Hasso Plattner Institute, Rudolf-Breitscheid-Straße 187, Potsdam, 14482, Brandenburg, Germany.
Institute of Medical Informatics at Charité - Universitätsmedizin Berlin, corporate member of Freie Universität Berlin and Humboldt-Universität zu Berlin, Charitéplatz 1, Berlin, 10117, Berlin, Germany.
Comput Biol Med. 2024 Dec;183:109244. doi: 10.1016/j.compbiomed.2024.109244. Epub 2024 Oct 24.
Too many unnecessary alarms in the intensive care unit are one of the main reasons for alarm fatigue: Medical staff is overburdened and fails to respond appropriately. This endangers both patients and staff. Currently, there are no algorithms that can determine which alarms are clinically relevant and which are not.
This paper presents a computer-aided method to automatically determine whether and which interventions followed an alarm. Our algorithm annotates a large data set of oxygen saturation alarms. Previous studies only presented analyses on smaller data sets of manually annotated alarms. Future research can use our large data set of labelled alarms to train machine learning models, for example for alarm prioritisation.

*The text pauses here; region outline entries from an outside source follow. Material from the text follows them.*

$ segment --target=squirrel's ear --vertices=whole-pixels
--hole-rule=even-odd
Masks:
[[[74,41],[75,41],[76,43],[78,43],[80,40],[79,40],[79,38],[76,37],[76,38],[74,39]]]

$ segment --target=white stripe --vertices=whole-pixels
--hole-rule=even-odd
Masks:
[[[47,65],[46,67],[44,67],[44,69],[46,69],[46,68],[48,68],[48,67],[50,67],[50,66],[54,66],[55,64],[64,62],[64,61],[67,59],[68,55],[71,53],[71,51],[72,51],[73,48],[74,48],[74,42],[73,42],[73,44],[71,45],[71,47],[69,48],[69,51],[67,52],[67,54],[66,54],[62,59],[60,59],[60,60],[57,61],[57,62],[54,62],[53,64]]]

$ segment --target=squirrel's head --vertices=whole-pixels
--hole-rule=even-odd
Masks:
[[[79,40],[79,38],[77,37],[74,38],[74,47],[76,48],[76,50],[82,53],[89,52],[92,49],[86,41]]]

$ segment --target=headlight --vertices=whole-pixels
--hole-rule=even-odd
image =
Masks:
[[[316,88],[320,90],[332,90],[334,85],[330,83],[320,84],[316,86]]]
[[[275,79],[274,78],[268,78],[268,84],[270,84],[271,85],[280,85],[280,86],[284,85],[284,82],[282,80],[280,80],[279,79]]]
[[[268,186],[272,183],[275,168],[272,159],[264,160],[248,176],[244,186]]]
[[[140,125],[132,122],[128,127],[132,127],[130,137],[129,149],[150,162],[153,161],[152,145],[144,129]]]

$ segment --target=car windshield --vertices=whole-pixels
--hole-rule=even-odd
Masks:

We propose an alarm annotation algorithm that can efficiently label oxygen saturation alarms from respiratory alarm management by actionability. This algorithm is based on an alarm annotation guideline and works on data from 1961 patients from the hospital information system recorded 06/2019-06/2021. The algorithm analyses a pre-defined time frame after an alarm to determine whether an intervention followed or not. The resulting data set can be used to train machine learning models that predict alarm actionability.
Our open-source algorithm is the first to create a large data set of around 2.5 million relevance-annotated alarms in mere hours. A task that would take years using manual annotation. Our algorithm denotes about 9% of the alarms as actionable. This is in line with previous research. The data set also shows which respiratory management interventions medical staff used to counteract the cause of an alarm.
The data set can be a starting point to reduce the number of unnecessary oxygen saturation alarms. For example, it can serve as a training data set for machine learning models that assess future alarms. The algorithm might be re-used to annotate other alarm data sets as well.
重症监护病房(ICU)中过多的不必要警报是导致警报疲劳的主要原因之一:医护人员负担过重,无法做出适当的反应。这会危及患者和医护人员的安全。目前,还没有算法可以确定哪些警报具有临床相关性,哪些不具有。
本文提出了一种计算机辅助方法,用于自动确定警报是否以及采取了哪些干预措施。我们的算法对大量血氧饱和度警报数据进行了注释。以前的研究仅对人工注释的较小警报数据集进行了分析。未来的研究可以使用我们带有标签的大型警报数据集来训练机器学习模型,例如用于警报优先级排序。
我们提出了一种警报注释算法,该算法可以有效地根据可操作性对呼吸警报管理中的血氧饱和度警报进行注释。该算法基于一个警报注释指南,并使用来自医院信息系统的 1961 名患者的数据(记录于 2019 年 6 月至 2021 年 6 月)进行操作。该算法分析警报发生后的预定义时间框架,以确定是否采取了干预措施。生成的数据集可用于训练机器学习模型,以预测警报的可操作性。
我们的开源算法是第一个在短短几个小时内创建了一个包含约 250 万条相关警报的大型数据集的算法。这是一个使用手动注释需要数年时间才能完成的任务。我们的算法将约 9%的警报标记为可操作。这与以前的研究结果一致。该数据集还显示了医护人员用来对抗警报原因的呼吸管理干预措施。
该数据集可以作为减少不必要的血氧饱和度警报数量的起点。例如,它可以作为评估未来警报的机器学习模型的训练数据集。该算法也可以重新用于注释其他警报数据集。